Imagen and Parti build on previous models. Transformer models are able to process words in relationship to one another in a sentence. They are foundational to how we represent text in our text-to-image models. Both models also use a new technique that helps generate images that more closely match the text description. While Imagen and Parti use similar technology, they pursue different, but complementary strategies.
Imagen is a Diffusion model, which learns to convert a pattern of random dots to images. These images first start as low resolution and then progressively increase in resolution. Recently, Diffusion models have seen success in both image and audio tasks like enhancing image resolution, recoloring black and white photos, editing regions of an image, uncropping images, and text-to-speech synthesis.
Parti’s approach first converts a collection of images into a sequence of code entries, similar to puzzle pieces. A given text prompt is then translated into these code entries and a new image is created. This approach takes advantage of existing research and infrastructure for large language models such as PaLM and is critical for handling long, complex text prompts and producing high-quality images.

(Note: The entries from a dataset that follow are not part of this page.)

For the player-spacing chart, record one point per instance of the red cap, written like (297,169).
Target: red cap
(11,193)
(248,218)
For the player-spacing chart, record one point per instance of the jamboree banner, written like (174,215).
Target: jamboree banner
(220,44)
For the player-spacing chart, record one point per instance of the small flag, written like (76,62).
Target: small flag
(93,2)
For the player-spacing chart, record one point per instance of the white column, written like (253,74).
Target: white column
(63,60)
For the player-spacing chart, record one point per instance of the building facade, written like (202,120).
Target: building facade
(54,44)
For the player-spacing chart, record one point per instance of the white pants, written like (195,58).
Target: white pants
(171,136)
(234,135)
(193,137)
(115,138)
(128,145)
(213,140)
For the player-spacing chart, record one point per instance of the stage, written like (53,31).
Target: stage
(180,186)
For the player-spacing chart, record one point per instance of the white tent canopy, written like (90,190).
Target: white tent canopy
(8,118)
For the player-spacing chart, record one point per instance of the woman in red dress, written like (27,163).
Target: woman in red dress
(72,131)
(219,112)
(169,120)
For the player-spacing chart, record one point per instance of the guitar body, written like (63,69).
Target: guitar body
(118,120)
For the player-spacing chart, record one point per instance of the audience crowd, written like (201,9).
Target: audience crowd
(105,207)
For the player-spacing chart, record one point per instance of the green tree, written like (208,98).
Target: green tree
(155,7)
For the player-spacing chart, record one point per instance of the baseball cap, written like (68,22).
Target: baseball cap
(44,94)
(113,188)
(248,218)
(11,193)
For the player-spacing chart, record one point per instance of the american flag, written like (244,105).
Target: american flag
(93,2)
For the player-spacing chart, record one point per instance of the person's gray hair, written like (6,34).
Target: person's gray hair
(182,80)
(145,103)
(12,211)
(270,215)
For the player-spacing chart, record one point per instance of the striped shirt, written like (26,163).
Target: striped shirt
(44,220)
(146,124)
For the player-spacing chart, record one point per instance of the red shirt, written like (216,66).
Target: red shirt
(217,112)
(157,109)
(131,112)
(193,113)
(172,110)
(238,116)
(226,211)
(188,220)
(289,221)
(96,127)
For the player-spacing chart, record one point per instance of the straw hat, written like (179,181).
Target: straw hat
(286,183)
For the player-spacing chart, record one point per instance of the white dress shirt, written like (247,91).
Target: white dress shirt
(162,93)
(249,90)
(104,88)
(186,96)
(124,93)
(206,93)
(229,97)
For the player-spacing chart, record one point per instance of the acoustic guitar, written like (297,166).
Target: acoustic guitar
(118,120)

These models have many limitations. For example, neither can reliably produce specific counts of objects (e.g. “ten apples”), nor place them correctly based on specific spatial descriptions (e.g. “a red sphere to the left of a blue block with a yellow triangle on it”). Also, as prompts become more complex, the models begin to falter, either missing details or introducing details that were not provided in the prompt. These behaviors are a result of several shortcomings, including lack of explicit training material, limited data representation, and lack of 3D awareness. We hope to address these gaps through broader representations and more effective integration into the text-to-image generation process.